Tous les matins du monde – d’Alain Corneau – 1991
D’un réalisateur de polar, amoureux de jazz, on n’attendait pas un film comme Tous les matins du monde, adaptation par lui-même d’un roman de Pascal Quignard. Pourtant, et si c’était le plus beau film d’Alain Corneau ? Il y a trente ans, le film avait valu à la viole de gambe une popularité inédite depuis trois bons siècles. Aujourd’hui, l’effet que procure l’instrument reste le même : un étrange envoûtement à la douleur affleurante.
Le film n’est pas parfait. Il souffre par moment d’un certain académisme, et surtout d’une voix off platement écrite, sans poésie, lourdement explicative, heureusement fort bien dite par Gérard Depardieu père. Depardieu qui ouvre le film par un très long gros plan fixe sur son visage, longtemps silencieux, et totalement fascinant autant que repoussant. Le visage d’un homme vieillissant, replié sur un passé qui resurgit douloureusement.
L’histoire est racontée dans un long flash-back, d’où cette voix off un peu envahissante : la rencontre du très jeune Marin Marais (Depardieu père et fils, dans une belle double-interprétation, comme un émouvant passage de flambeau), musicien doué mais sans âme, avec un vieux maître insaisissable, Sainte-Colombe, vivant en reclus avec ses deux filles, depuis la mort de sa femme. Sainte-Colombe, c’est Jean-Pierre Marielle, dans l’un des rôles de sa vie, magnifique en musicien incapable de partager ses émotions autrement que par la musique.
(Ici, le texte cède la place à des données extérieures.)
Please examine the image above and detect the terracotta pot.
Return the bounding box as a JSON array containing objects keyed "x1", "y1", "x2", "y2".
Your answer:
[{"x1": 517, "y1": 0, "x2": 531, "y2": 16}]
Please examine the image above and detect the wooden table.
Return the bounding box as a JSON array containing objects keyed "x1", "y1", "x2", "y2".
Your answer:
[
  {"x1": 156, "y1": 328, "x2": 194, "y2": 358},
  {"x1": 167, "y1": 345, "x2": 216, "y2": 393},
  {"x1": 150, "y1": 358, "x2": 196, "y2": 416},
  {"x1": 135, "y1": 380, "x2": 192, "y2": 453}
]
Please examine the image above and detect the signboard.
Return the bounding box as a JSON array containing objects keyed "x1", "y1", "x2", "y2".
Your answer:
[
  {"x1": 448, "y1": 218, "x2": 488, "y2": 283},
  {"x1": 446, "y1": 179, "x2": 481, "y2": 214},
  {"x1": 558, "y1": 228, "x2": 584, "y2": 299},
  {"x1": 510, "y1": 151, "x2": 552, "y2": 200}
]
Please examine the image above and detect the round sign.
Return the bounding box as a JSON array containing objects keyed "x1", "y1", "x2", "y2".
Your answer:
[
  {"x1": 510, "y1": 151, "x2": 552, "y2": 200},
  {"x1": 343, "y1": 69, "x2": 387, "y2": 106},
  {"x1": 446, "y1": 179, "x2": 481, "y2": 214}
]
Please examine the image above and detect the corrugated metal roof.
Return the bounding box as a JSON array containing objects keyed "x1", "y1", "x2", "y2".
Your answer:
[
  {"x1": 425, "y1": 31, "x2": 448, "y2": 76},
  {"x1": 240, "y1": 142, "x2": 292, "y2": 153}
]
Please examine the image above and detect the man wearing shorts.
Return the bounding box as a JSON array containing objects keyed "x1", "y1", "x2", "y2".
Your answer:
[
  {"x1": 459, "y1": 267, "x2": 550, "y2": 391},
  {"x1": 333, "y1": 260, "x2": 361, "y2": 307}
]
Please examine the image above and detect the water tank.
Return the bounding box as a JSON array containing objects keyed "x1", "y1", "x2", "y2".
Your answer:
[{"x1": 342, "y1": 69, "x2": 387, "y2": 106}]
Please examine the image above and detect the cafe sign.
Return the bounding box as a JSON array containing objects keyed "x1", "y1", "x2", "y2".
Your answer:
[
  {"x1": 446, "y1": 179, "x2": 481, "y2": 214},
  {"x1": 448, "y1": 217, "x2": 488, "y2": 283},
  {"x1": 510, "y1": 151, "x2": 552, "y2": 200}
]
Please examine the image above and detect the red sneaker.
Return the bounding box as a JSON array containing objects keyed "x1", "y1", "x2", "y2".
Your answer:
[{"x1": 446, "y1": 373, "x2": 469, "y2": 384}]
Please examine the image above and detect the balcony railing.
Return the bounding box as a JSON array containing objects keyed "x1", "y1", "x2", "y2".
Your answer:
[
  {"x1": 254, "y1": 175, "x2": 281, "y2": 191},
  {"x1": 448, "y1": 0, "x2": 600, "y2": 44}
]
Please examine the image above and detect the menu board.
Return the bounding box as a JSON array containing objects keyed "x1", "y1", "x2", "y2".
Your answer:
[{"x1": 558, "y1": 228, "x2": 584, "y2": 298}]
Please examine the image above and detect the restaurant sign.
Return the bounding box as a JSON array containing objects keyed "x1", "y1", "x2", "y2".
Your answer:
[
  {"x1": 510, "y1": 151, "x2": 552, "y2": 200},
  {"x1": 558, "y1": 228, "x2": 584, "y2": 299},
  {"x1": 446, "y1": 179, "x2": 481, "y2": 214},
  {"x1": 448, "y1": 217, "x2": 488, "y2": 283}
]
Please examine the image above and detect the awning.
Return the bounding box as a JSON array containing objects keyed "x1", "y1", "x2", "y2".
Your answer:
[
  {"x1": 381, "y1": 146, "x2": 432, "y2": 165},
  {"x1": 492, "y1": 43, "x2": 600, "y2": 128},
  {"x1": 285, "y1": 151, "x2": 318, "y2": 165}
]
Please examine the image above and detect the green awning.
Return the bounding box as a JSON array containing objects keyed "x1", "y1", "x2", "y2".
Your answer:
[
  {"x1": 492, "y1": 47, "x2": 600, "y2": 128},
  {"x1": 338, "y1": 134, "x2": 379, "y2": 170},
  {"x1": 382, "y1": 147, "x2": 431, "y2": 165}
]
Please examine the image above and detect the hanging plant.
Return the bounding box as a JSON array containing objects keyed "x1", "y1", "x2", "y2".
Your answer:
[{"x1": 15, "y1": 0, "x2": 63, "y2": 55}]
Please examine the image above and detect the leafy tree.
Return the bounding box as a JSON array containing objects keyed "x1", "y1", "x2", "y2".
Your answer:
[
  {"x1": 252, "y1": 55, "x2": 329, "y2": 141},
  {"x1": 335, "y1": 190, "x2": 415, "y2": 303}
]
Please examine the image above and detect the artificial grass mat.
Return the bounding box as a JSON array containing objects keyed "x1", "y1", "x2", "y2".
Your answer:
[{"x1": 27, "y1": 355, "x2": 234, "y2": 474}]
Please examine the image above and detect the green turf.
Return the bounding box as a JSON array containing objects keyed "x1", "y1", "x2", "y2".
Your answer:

La mise en scène de Corneau est à l’image de ce personnage. Austère, souvent peu aimable lorsqu’il s’agit de filmer la vie. Intime et chaleureuse lorsqu’il s’agit de filmer la musique. Là, la caméra se rapproche au plus près, et grâce à la superbe lumière d’Yves Angelo, dévoile la vérité de personnages par ailleurs très fermés. Ce qui s’en dégage, c’est une émotion profonde, doublée d’une authentique humilité de la part du cinéaste. C’est beau.